Vor zwei Wochen wurde ein Geiselvideo von Liri veröffentlicht. »Das, was wir gesehen haben, ist nicht mehr wie unsere Tochter«, sagten Eli Albag und seine Frau Shiri anschließend zutiefst geschockt. Es war ein Lebenszeichen von Liri, ja. Aber auch ein Zeichen, wie unfassbar grausam ihre Realität ist und wie sehr die Zeit drängt, sie noch lebend zu befreien.
So oft schon haben die Albags und alle Angehörigen der Geiseln auf einen Deal gehofft und erwartet, dass ihre Liebsten in den kommenden Tagen oder Wochen in ihre schützenden Arme zurückkehren. So oft wurden sie bitter enttäuscht.
Darüber, dass Liri und alle anderen 97 Geiseln, die noch in Gaza sind, nach Hause kommen müssen, sind sich alle Menschen in Israel einig. Darüber, wie das geschehen soll, allerdings nicht. Nach neuesten Informationen soll Liri zu der ersten Gruppe gehören, die freikommt.
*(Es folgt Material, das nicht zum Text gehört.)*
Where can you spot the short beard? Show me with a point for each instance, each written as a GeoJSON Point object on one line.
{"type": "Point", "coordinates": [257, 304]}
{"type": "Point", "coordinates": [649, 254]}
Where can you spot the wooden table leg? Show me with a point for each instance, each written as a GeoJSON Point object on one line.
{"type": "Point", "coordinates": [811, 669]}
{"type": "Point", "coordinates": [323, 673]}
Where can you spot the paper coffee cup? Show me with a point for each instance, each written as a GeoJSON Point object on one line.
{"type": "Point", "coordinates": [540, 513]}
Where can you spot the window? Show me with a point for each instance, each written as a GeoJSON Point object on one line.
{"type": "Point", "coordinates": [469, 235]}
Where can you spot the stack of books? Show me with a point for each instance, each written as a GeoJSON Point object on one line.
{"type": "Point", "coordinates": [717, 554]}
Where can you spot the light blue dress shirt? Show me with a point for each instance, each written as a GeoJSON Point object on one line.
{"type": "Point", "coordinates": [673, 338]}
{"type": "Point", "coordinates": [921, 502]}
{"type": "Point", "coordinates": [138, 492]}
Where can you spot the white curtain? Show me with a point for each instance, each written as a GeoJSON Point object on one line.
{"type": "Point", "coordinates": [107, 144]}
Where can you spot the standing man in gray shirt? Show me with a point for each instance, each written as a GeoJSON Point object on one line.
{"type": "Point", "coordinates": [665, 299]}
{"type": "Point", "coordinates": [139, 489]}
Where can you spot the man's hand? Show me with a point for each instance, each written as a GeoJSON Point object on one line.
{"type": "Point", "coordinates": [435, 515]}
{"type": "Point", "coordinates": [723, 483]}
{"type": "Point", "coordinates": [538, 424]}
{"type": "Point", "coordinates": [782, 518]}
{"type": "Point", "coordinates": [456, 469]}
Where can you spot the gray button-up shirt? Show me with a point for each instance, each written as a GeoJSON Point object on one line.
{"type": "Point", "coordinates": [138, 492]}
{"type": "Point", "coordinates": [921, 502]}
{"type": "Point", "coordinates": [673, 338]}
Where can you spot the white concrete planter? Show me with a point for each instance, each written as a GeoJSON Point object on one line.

Dann könnte die junge Frau mit den langen dunklen Haaren und dem eigentlich fröhlichen Lachen zusammen mit Naama Levy, Agam Berger, Daniela Gilboa und Karina Ariev freikommen.
Am verfluchten Morgen des 7. Oktobers 2023 wurden die fünf Israelinnen aus ihrer Armeebasis in Schlafanzügen von schwerbewaffneten grausamen Terroristen in die Hölle verschleppt. Am 19. Januar 2025 könnten sie über die Grenze nach Israel gefahren werden und in die schützenden Arme ihrer Eltern laufen. Wenn der Deal zustande kommt.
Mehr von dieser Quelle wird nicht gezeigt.